Una de esas frases luminosas del escritor León Bloy, casi una sentencia en su fórmula, nos ofrece pie para una catequesis o más bien una breve reflexión hoy.
En una carta al matrimonio Maritain (Jacques y Raïsa), ofrece una perspectiva luminosa... que en definitiva atañe a la Comunión de los santos.
"Esta mañana, en la misa del alba, he llorado por usted, amiga mía. He pedido a Jesús y a María que tomen de los tormentos de mi pasado lo que haya de más meritorio y se lo apliquen buenamente, se lo apliquen con fuerza y poder, para alegría de su cuerpo y gloria de su alma.Me inundaron lágrimas tan dulces, que creo que he sido escuchado..." (Carta, 15-febrero1906).
Ni somos mónadas aisladas en un mundo de sustancias, ni seres independientes. Lo que hacemos de bueno y de malo repercute en los demás por una misteriosa solidaridad entre los miembros del Cuerpo de Cristo.
Todo lo nuestro puede ser ofrecido para que Dios tome lo que le plazca y lo aplique a un alma concreta; incluso pedir nosotros que aplique a alguien lo meritorio o bueno o santo que hayamos realizado.
Así el bien es difusivo de sí y toma forma y amplitud cuando se le regala al Señor para el bien de los demás.
¿Mérito? Ya decía san Agustín (Enar.
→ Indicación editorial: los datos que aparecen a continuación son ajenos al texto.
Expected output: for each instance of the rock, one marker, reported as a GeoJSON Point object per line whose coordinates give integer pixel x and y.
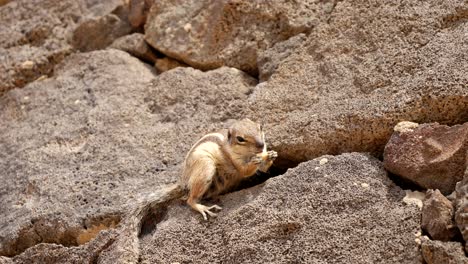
{"type": "Point", "coordinates": [431, 155]}
{"type": "Point", "coordinates": [136, 45]}
{"type": "Point", "coordinates": [91, 142]}
{"type": "Point", "coordinates": [38, 31]}
{"type": "Point", "coordinates": [98, 33]}
{"type": "Point", "coordinates": [461, 207]}
{"type": "Point", "coordinates": [437, 252]}
{"type": "Point", "coordinates": [209, 34]}
{"type": "Point", "coordinates": [437, 217]}
{"type": "Point", "coordinates": [138, 11]}
{"type": "Point", "coordinates": [414, 198]}
{"type": "Point", "coordinates": [297, 217]}
{"type": "Point", "coordinates": [269, 60]}
{"type": "Point", "coordinates": [165, 64]}
{"type": "Point", "coordinates": [354, 78]}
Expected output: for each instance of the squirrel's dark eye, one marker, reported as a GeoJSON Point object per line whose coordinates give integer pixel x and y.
{"type": "Point", "coordinates": [240, 139]}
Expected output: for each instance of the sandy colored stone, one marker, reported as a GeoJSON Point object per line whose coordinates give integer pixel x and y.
{"type": "Point", "coordinates": [431, 155]}
{"type": "Point", "coordinates": [437, 252]}
{"type": "Point", "coordinates": [461, 207]}
{"type": "Point", "coordinates": [303, 216]}
{"type": "Point", "coordinates": [165, 64]}
{"type": "Point", "coordinates": [437, 217]}
{"type": "Point", "coordinates": [105, 130]}
{"type": "Point", "coordinates": [136, 45]}
{"type": "Point", "coordinates": [38, 31]}
{"type": "Point", "coordinates": [98, 33]}
{"type": "Point", "coordinates": [370, 67]}
{"type": "Point", "coordinates": [138, 12]}
{"type": "Point", "coordinates": [208, 34]}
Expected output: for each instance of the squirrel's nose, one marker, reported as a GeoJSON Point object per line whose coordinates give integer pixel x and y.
{"type": "Point", "coordinates": [259, 144]}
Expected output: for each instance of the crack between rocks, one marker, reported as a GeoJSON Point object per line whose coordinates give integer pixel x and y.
{"type": "Point", "coordinates": [67, 238]}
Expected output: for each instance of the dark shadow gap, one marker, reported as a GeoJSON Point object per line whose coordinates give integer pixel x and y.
{"type": "Point", "coordinates": [279, 167]}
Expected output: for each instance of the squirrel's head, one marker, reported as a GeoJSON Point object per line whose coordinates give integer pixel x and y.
{"type": "Point", "coordinates": [246, 137]}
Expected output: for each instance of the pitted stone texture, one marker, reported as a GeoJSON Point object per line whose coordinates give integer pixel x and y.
{"type": "Point", "coordinates": [34, 36]}
{"type": "Point", "coordinates": [269, 60]}
{"type": "Point", "coordinates": [99, 33]}
{"type": "Point", "coordinates": [354, 78]}
{"type": "Point", "coordinates": [83, 144]}
{"type": "Point", "coordinates": [210, 33]}
{"type": "Point", "coordinates": [136, 45]}
{"type": "Point", "coordinates": [437, 252]}
{"type": "Point", "coordinates": [437, 216]}
{"type": "Point", "coordinates": [431, 155]}
{"type": "Point", "coordinates": [312, 214]}
{"type": "Point", "coordinates": [461, 206]}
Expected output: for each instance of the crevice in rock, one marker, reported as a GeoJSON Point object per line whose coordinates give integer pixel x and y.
{"type": "Point", "coordinates": [44, 230]}
{"type": "Point", "coordinates": [279, 167]}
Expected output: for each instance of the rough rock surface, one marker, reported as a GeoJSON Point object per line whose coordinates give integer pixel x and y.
{"type": "Point", "coordinates": [34, 36]}
{"type": "Point", "coordinates": [165, 64]}
{"type": "Point", "coordinates": [208, 34]}
{"type": "Point", "coordinates": [437, 216]}
{"type": "Point", "coordinates": [269, 60]}
{"type": "Point", "coordinates": [461, 207]}
{"type": "Point", "coordinates": [98, 33]}
{"type": "Point", "coordinates": [431, 155]}
{"type": "Point", "coordinates": [371, 66]}
{"type": "Point", "coordinates": [104, 129]}
{"type": "Point", "coordinates": [138, 11]}
{"type": "Point", "coordinates": [344, 211]}
{"type": "Point", "coordinates": [136, 45]}
{"type": "Point", "coordinates": [78, 146]}
{"type": "Point", "coordinates": [437, 252]}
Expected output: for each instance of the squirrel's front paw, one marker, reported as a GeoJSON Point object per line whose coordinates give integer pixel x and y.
{"type": "Point", "coordinates": [272, 155]}
{"type": "Point", "coordinates": [256, 159]}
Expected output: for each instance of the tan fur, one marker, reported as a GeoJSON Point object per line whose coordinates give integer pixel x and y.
{"type": "Point", "coordinates": [215, 164]}
{"type": "Point", "coordinates": [219, 161]}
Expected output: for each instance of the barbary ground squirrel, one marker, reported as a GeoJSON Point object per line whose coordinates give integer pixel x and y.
{"type": "Point", "coordinates": [214, 165]}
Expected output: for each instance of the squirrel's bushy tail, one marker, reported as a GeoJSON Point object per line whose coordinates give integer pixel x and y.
{"type": "Point", "coordinates": [151, 202]}
{"type": "Point", "coordinates": [126, 247]}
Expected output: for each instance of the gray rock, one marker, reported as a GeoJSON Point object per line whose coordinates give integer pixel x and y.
{"type": "Point", "coordinates": [138, 12]}
{"type": "Point", "coordinates": [437, 216]}
{"type": "Point", "coordinates": [270, 59]}
{"type": "Point", "coordinates": [461, 206]}
{"type": "Point", "coordinates": [136, 45]}
{"type": "Point", "coordinates": [357, 76]}
{"type": "Point", "coordinates": [437, 252]}
{"type": "Point", "coordinates": [98, 33]}
{"type": "Point", "coordinates": [77, 147]}
{"type": "Point", "coordinates": [208, 34]}
{"type": "Point", "coordinates": [36, 32]}
{"type": "Point", "coordinates": [431, 155]}
{"type": "Point", "coordinates": [312, 214]}
{"type": "Point", "coordinates": [166, 63]}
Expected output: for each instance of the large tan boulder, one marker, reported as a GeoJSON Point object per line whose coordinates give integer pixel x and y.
{"type": "Point", "coordinates": [430, 155]}
{"type": "Point", "coordinates": [210, 33]}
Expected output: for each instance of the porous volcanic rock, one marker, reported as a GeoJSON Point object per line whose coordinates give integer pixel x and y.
{"type": "Point", "coordinates": [437, 252]}
{"type": "Point", "coordinates": [371, 66]}
{"type": "Point", "coordinates": [98, 33]}
{"type": "Point", "coordinates": [344, 211]}
{"type": "Point", "coordinates": [136, 45]}
{"type": "Point", "coordinates": [77, 147]}
{"type": "Point", "coordinates": [208, 34]}
{"type": "Point", "coordinates": [430, 155]}
{"type": "Point", "coordinates": [437, 216]}
{"type": "Point", "coordinates": [138, 11]}
{"type": "Point", "coordinates": [34, 36]}
{"type": "Point", "coordinates": [461, 207]}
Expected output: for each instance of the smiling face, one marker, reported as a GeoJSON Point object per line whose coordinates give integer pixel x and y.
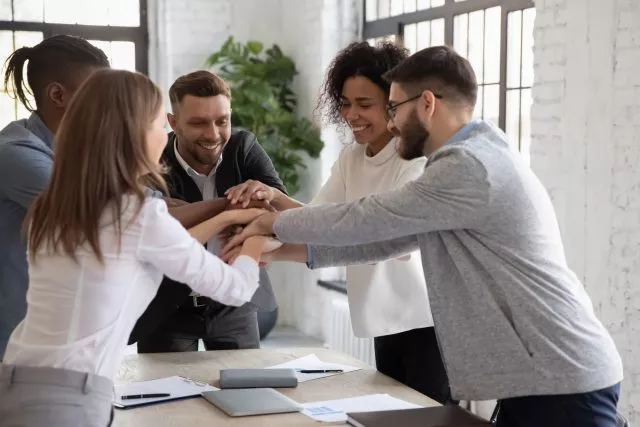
{"type": "Point", "coordinates": [364, 109]}
{"type": "Point", "coordinates": [203, 127]}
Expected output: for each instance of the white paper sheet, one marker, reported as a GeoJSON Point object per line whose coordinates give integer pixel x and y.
{"type": "Point", "coordinates": [312, 362]}
{"type": "Point", "coordinates": [332, 411]}
{"type": "Point", "coordinates": [177, 386]}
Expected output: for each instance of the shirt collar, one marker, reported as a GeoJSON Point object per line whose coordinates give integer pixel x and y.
{"type": "Point", "coordinates": [188, 169]}
{"type": "Point", "coordinates": [36, 126]}
{"type": "Point", "coordinates": [464, 131]}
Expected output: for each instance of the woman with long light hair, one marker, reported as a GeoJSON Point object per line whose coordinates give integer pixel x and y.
{"type": "Point", "coordinates": [98, 247]}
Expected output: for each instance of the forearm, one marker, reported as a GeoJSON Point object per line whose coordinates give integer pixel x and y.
{"type": "Point", "coordinates": [282, 202]}
{"type": "Point", "coordinates": [289, 252]}
{"type": "Point", "coordinates": [196, 213]}
{"type": "Point", "coordinates": [205, 230]}
{"type": "Point", "coordinates": [331, 256]}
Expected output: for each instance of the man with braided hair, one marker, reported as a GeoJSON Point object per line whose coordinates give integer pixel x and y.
{"type": "Point", "coordinates": [55, 68]}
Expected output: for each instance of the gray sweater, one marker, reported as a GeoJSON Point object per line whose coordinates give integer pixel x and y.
{"type": "Point", "coordinates": [511, 318]}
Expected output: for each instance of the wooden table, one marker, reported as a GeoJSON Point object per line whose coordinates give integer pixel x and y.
{"type": "Point", "coordinates": [205, 366]}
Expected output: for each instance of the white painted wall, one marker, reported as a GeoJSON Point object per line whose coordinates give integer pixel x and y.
{"type": "Point", "coordinates": [586, 149]}
{"type": "Point", "coordinates": [183, 33]}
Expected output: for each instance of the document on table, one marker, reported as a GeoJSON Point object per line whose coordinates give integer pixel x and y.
{"type": "Point", "coordinates": [177, 387]}
{"type": "Point", "coordinates": [312, 362]}
{"type": "Point", "coordinates": [332, 411]}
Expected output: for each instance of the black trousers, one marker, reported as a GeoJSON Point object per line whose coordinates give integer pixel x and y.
{"type": "Point", "coordinates": [220, 327]}
{"type": "Point", "coordinates": [592, 409]}
{"type": "Point", "coordinates": [413, 358]}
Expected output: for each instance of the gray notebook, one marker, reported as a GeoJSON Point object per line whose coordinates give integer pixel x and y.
{"type": "Point", "coordinates": [258, 378]}
{"type": "Point", "coordinates": [253, 401]}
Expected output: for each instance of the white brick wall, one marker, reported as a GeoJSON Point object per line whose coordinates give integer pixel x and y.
{"type": "Point", "coordinates": [586, 149]}
{"type": "Point", "coordinates": [182, 35]}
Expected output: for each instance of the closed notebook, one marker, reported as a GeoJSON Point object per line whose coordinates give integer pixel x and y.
{"type": "Point", "coordinates": [258, 378]}
{"type": "Point", "coordinates": [440, 416]}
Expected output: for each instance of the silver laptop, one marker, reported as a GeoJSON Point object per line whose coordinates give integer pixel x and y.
{"type": "Point", "coordinates": [255, 401]}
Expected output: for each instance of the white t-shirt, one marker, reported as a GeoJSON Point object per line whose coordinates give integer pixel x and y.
{"type": "Point", "coordinates": [391, 296]}
{"type": "Point", "coordinates": [80, 314]}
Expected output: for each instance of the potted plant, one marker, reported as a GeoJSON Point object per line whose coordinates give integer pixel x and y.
{"type": "Point", "coordinates": [264, 104]}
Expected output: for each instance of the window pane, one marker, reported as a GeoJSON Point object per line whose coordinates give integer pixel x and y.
{"type": "Point", "coordinates": [513, 49]}
{"type": "Point", "coordinates": [424, 35]}
{"type": "Point", "coordinates": [27, 38]}
{"type": "Point", "coordinates": [396, 7]}
{"type": "Point", "coordinates": [21, 110]}
{"type": "Point", "coordinates": [22, 39]}
{"type": "Point", "coordinates": [460, 34]}
{"type": "Point", "coordinates": [492, 45]}
{"type": "Point", "coordinates": [476, 42]}
{"type": "Point", "coordinates": [5, 10]}
{"type": "Point", "coordinates": [492, 103]}
{"type": "Point", "coordinates": [409, 6]}
{"type": "Point", "coordinates": [437, 32]}
{"type": "Point", "coordinates": [525, 130]}
{"type": "Point", "coordinates": [512, 120]}
{"type": "Point", "coordinates": [126, 13]}
{"type": "Point", "coordinates": [410, 37]}
{"type": "Point", "coordinates": [7, 109]}
{"type": "Point", "coordinates": [383, 8]}
{"type": "Point", "coordinates": [83, 12]}
{"type": "Point", "coordinates": [105, 46]}
{"type": "Point", "coordinates": [123, 55]}
{"type": "Point", "coordinates": [6, 46]}
{"type": "Point", "coordinates": [424, 4]}
{"type": "Point", "coordinates": [28, 10]}
{"type": "Point", "coordinates": [371, 10]}
{"type": "Point", "coordinates": [477, 112]}
{"type": "Point", "coordinates": [528, 18]}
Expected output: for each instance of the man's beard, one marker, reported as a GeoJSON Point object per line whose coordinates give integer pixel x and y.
{"type": "Point", "coordinates": [413, 138]}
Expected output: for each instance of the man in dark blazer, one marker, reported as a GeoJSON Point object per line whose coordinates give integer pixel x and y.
{"type": "Point", "coordinates": [205, 157]}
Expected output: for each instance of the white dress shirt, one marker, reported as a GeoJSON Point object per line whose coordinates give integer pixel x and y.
{"type": "Point", "coordinates": [390, 296]}
{"type": "Point", "coordinates": [80, 314]}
Ps 102,6), y lo cita el Prefacio I común de los santos, que "al coronar los méritos, coronas tu propia obra", porque esos méritos vienen por la gracia de Dios en nosotros que nos impulsa a actuar y colaborar en la Redención.
El mérito no es presunción ni vanidad: así lo pensaron los luteranos, anulando la libertad del hombre y la posibilidad de la cooperación con la gracia divina, la libertad humana. Hoy mismo, ciertas teologías o corrientes espirituales, tienen alergia pensando que el mérito es soberbia del hombre y pelagianismo. El mérito es concepto importante para la teología católica, definido en Trento. El Catecismo de la Iglesia católica lo explica:
"El mérito del hombre ante Dios en la vida cristiana proviene de que Dios ha dispuesto libremente asociar al hombre a la obra de su gracia. La acción paternal de Dios es lo primero, en cuanto que Él impulsa, y el libre obrar del hombre es lo segundo, en cuanto que éste colabora, de suerte que los méritos de las obras buenas deben atribuirse a la gracia de Dios en primer lugar, y al fiel, seguidamente. Por otra parte, el mérito del hombre recae también en Dios, pues sus buenas acciones proceden, en Cristo, de las gracias prevenientes y de los auxilios del Espíritu" (CAT 2008).
Esos méritos, por la Comunión de los santos, se los entregamos al Señor y le rogamos que los distribuya en general o sobre personas en particular.
Y pensemos... agradecidos... cuántas gracias no nos habrán llegado así, por alguien que ofreció lo suyo unido a Cristo para que nos llegase esa gracia a nosotros.